A few fingers gently poke my hand, and I look up. Louis’s gaze is soft and understanding. “What do you drink when you’re alone?”
“Tea.” My voice breaks halfway and all coming out is a rasp.
“A specific kind?” If only I could say something cool like black tea or peppermint, but no.
“I like rooibos tea, or um... lemon verbena.”
“Really? Paps’s best friend, Nika, doesn’t drink coffee either, and we always have lemon verbena tea on hand for her. Will you excuse me for a moment?”
I’m surprised, but I can’t really say no.
Still, I have to admit that the question unsettles me.
In the past, I would’ve laughed because it’s so typical for Louis.
He has ideas, always and everywhere, and when something pops into his head, he has to do it.
Now. Immediately. And without thinking about the consequences.
Apparently, that hasn’t changed and actually, I loved that about him because he pulled me out of every corner of the comfort zone, I wanted to hide in.
I nod and he jumps up. At the counter, he exchanges a few words with the saleswoman, but so quietly I can’t understand him. What is he up to?
With a satisfied grin, Louis returns to the table and takes the coffee cup from my hand. “You don’t need that anymore. Not with me.”
He comes back with a steaming cup of hot water and four different tea bags, including rooibos tea, and my heart skips a beat.
When Louis said we were making a fresh start, I wasn’t sure how that would work. Too much has happened, and too many feelings fill the space between us. But he wants this, just like I do.
“Thank you.”
Louis spreads a thick layer of butter on one half of his two chocolate buns, and old memories come flooding back.
Sunday mornings, family breakfasts. I was always welcome, there was always a whole-grain roll and a pretzel for me.
Always cheese, which I still love so much but never got at home.
Real butter, not margarine—and yes, you can taste the difference.
And two chocolate buns for Louis. That hasn’t changed.
“Tell me about yourself, David. How old are you? What do you do? Where are you from?” He takes a bite with relish, leans back, and waits for my answer.
“I’m twenty-five. I come from a small town about fifty miles south.”
“Oh, really? Me too. Which school did you go to?” I raise my eyebrows in what I hope is an emphatic “Really?”, but Louis just looks at me innocently. Damn, that’s exactly what I always loved about him. I still love it. The unyieldingness, the playfulness, and a smile curls around my lips.
“Goethe-Gymnasium.”
“Oh, me too. You were probably one year my senior, otherwise we would’ve met before. Funny that we never crossed paths. And what are you doing now?”
He really pulls this off without batting an eye.
Impressive. As if this were all completely normal, he keeps the conversation going, as if he wasn’t the only person in the world who knows everything about me.
Maybe he doesn’t know what I’m studying or where exactly I live, but he knows me on another level.

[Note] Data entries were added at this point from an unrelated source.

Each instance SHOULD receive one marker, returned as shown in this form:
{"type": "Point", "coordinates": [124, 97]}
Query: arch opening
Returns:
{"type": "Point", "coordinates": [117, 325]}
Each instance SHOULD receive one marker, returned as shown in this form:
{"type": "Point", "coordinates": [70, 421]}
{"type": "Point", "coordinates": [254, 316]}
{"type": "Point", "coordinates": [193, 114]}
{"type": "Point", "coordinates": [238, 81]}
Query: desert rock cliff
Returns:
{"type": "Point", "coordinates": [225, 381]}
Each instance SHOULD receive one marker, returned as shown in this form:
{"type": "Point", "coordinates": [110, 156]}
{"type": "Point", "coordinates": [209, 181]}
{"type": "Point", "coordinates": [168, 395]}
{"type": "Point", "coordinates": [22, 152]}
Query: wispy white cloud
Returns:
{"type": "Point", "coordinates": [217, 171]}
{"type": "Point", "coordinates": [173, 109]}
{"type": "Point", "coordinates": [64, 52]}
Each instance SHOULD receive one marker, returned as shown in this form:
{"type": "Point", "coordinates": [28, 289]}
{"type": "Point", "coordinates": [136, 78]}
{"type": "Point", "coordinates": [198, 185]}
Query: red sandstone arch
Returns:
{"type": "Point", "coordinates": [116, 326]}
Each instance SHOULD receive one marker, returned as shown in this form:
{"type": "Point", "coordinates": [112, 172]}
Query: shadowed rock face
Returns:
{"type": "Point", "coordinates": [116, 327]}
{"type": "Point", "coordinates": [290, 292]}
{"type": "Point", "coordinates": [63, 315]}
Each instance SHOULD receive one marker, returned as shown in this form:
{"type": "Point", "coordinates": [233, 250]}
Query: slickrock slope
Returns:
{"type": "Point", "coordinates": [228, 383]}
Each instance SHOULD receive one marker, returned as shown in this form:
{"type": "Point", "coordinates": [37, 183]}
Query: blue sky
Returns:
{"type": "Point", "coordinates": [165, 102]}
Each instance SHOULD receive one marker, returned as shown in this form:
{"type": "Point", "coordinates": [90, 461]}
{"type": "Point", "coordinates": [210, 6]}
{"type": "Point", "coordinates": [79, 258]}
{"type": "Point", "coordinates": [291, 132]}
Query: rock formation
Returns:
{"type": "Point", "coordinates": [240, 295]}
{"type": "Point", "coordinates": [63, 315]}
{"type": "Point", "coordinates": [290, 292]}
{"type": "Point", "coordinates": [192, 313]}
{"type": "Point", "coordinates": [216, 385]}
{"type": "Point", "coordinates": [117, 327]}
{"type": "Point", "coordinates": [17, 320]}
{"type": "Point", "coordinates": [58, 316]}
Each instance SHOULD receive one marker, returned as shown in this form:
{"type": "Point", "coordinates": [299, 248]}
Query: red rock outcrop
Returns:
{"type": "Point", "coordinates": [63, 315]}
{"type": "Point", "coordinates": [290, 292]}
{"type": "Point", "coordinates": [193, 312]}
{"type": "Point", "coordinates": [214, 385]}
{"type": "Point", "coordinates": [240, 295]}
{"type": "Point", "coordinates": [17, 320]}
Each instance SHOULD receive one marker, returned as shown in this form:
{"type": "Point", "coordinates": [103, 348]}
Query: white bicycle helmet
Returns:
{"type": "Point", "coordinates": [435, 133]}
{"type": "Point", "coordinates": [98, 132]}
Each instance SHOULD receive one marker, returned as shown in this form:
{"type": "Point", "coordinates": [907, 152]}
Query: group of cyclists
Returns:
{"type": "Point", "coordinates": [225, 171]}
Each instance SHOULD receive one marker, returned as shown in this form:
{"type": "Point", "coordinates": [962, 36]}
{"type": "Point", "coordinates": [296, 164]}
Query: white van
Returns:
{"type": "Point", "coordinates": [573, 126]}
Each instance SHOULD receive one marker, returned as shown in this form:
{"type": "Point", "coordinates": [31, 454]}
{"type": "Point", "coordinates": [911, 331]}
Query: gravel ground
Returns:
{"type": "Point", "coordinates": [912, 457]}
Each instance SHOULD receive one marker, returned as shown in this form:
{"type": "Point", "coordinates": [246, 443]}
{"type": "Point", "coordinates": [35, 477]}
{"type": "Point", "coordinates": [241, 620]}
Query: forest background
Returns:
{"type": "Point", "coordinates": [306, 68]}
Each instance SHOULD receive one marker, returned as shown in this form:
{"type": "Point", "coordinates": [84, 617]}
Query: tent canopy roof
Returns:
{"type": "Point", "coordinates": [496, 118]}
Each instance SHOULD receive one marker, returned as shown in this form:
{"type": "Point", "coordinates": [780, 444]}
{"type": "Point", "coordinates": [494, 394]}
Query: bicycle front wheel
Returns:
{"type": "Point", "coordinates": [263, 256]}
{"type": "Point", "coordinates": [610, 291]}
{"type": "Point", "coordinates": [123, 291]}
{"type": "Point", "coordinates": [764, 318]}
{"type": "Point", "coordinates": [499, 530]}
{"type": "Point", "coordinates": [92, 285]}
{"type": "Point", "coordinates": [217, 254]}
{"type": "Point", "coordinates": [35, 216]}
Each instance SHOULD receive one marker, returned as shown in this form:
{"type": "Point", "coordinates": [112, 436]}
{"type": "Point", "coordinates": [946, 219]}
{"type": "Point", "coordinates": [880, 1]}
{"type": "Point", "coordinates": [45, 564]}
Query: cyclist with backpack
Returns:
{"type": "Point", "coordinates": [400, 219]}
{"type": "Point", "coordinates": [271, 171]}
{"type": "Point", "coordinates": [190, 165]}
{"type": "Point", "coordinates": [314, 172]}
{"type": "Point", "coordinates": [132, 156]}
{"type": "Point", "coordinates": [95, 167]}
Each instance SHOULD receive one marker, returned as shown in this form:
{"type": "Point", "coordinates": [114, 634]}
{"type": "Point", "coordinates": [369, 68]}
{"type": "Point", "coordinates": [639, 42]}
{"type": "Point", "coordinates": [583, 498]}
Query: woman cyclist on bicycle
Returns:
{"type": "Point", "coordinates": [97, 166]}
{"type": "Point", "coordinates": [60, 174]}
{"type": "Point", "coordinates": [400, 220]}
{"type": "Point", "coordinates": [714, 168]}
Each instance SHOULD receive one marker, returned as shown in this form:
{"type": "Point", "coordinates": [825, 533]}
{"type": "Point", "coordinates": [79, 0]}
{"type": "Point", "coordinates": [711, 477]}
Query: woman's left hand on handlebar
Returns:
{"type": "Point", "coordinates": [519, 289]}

There’s no part of my body he hasn’t touched or even kissed.
Only he knows how I like to be touched, what drives me crazy, what takes my breath away.
“I studied business administration in Mannheim and now I’m doing my master’s degree here. What do you do?”
“I’m studying math and French to become a teacher.”
“Math, like your father.” That just slipped out. Damn it.
“To teach at high schools.” Ah, Louis’s father is a middle school teacher. “Why business administration? Is it fun? Isn’t it relatively boring with lots of numbers and stuff?”
I choke violently on my now cooled tea, laughing. “Math doesn’t have numbers, does it?”
“Details. You didn’t answer my question.” He rolls his eyes with a grin and shoves the last bite of chocolate bun into his mouth.
“I want to take over my father’s company.
” I don’t add that I only have this option because my half-sister took herself out of the game ten years ago.
I have the potential, too, what I’m doing here is completely insane when you consider what’s at stake.
And then I look at Louis and everything else fades into the background.